In a race for Idaho’s 2nd Congressional District in the U.S. House of Representatives, the Republican candidates include the incumbent Mike Simpson, Daniel Levy, Flint Christensen, Chris Porter, Bryan Smith, and Democrat Wendy Norman.
Simpson said he would continue standing up for Idaho’s conservative values in Congress while fighting to stop far-left’s socialist agenda.
“I have an ‘A’ rating with the NRA and a 100 percent rating with National Right to Life. I voted for President Trump’s agenda in Congress and stood up to the radical liberals both times [when] they tried to impeach him,” Simpson said.
Norman said she would address economic inequality if elected.
“We are rapidly becoming a nation of haves and have-nots, and income inequality is on the rise,” Norman said in a campaign statement.
“I will fight for a level playing field for all Idahoans, an end to inflation, and policies to promote economic equity, including fiscal responsibility, reducing the debt, and bringing high-paying jobs back to Idaho and America.”
In a campaign statement, Flint said that he couldn’t know that he would be the best politician, but he was sure that the people of Idaho “have had enough of politicians.”
“I know I will have plenty to learn about the pomp and circumstance during my service in the House, but I will not have to learn how to vote with integrity, for freedom, for Idaho.”

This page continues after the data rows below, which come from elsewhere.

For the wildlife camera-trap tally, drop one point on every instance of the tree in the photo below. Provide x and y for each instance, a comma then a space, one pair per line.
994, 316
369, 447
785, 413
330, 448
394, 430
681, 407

Smith said he’s running for Congress to ensure election integrity, establish term limits, implement an effective energy policy, and address the Biden administration’s “insane border policies” that have created a crisis.
“I will fight to restart building the Trump border wall. We must return to the policy where people had to go home to request entry into our country legally and not be let in by the tens of thousands illegally,” Smith said in a campaign statement.
Levy told The Epoch Times that the primary race should be that Idaho is one of the most conservative states in the country, “but sadly, it is not represented that way.
“I am running against an incumbent who has sat in the office for 24 years, and [he’s] been one of the 15 most left-wing Republicans in office, and also voted for all of the bad [neoconservative] ideas of the last three decades,” Levy said.
“The incumbent supported giving away Americans’ right to privacy—the incumbent voted for the Bush regime-change wars—and now the incumbent supports the proxy war scam in Ukraine.”
In a race for Idaho’s District 1 U.S. House Representaive, incumbent Russ Fulcher (R), Kaylee Peterson (D), and Joe Evans (L) are running unopposed.